U.S. Department of Health and Human Services: Expanding Medication Assisted Treatment for Opioid Use DisordersDeadline: June 20, 2017
The purpose of this funding announcement is to solicit applications proposing to test approaches for expanding Medication Assisted Treatment (MAT) for opioid use disorder (OUD) in the general health care sector or linking individuals with OUDs who receive naloxone for the reversal of overdose to MAT in the context of states’ plans for use of the funds authorized under the 21st Century Cures Act.
Research topics may include but are not limited to the following:
- OUD medications provided in emergency departments, pharmacies, inpatient units, and other health care settings.
- Telehealth approaches for providing OUD medications in the general health care sector.
- Models of care in the general health sector that provide a choice of OUD medications to patients.
- Continuity of care models for those receiving medications for OUD. Models of care and delivery designed to expand the provision of OUD medications in primary care including, but not limited to the following: the Massachusetts Nurse Care Manager Model; the Hub and Spoke Model; the Echo Model; other models described in the recent report, Chou R, Korthuis PT, Weimer M, Bougatsos C, Blazina I, Zakher B, Grusing S, Devine B, McCarty D. Medication-Assisted Treatment Models of Care for Opioid Use Disorder in Primary Care Settings.

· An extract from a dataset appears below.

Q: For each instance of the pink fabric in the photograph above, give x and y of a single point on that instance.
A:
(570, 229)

- Models of naloxone delivery that offer the opportunity for linkage to MAT after receipt of naloxone for overdose.
- Interim methadone.
- Interim buprenorphine.
Proposed projects must meet the following criteria:
- Projects must leverage an opportunity made available by funding that states receive under SAMHSA TI-17-04.
- Project teams must include relevant single state agency staff as key personnel (or the equivalent).
- Projects must be designed to generate causal inferences on the effects of approaches to expanding MAT using FDA-approved OUD medications in the general healthcare sector or linking those treated with naloxone to MAT on the following outcomes: drug use and/or overdose deaths; length of time on medication, dropout, time to relapse; and at least one other physical or mental health or health-related outcome. Designs may include randomized controlled explanatory trials, randomized controlled pragmatic trials, or other types of controlled designs employing statistical approaches that mitigate bias and support causal inferences. Hybrid effectiveness-implementation designs may also be appropriate, as long as the outcomes studied in the projects are those listed above. Projects may incorporate randomization approaches appropriate to the research question, such as by cluster or timing of implementation. If another method is used to generate the comparison group, perhaps by staged assignment or staged implementation of the approach, it should provide comparable rigor. Randomization may occur at the patient, provider, clinic, or community level, as is appropriate to the research question.
- PDs/PIs must plan to use some of the funds awarded by this FOA to attend an annual meeting of investigators funded under the FOA and engage in other activities, such as periodic conference calls, designed to facilitate appropriate standardization of measures, collaboration and other mechanisms for maximizing the scientific yield from this FOA.
Amount: $2,000,000 is available to fund 3-4 awards.
Eligibility: Public/State controlled institutions of higher education; private institutions of higher education; nonprofit organizations; for-profit organizations including small businesses; governments; independent school districts; public housing authorities/Indian housing authorities; Native American tribal organizations; faith-based or community-based organizations; and regional organizations.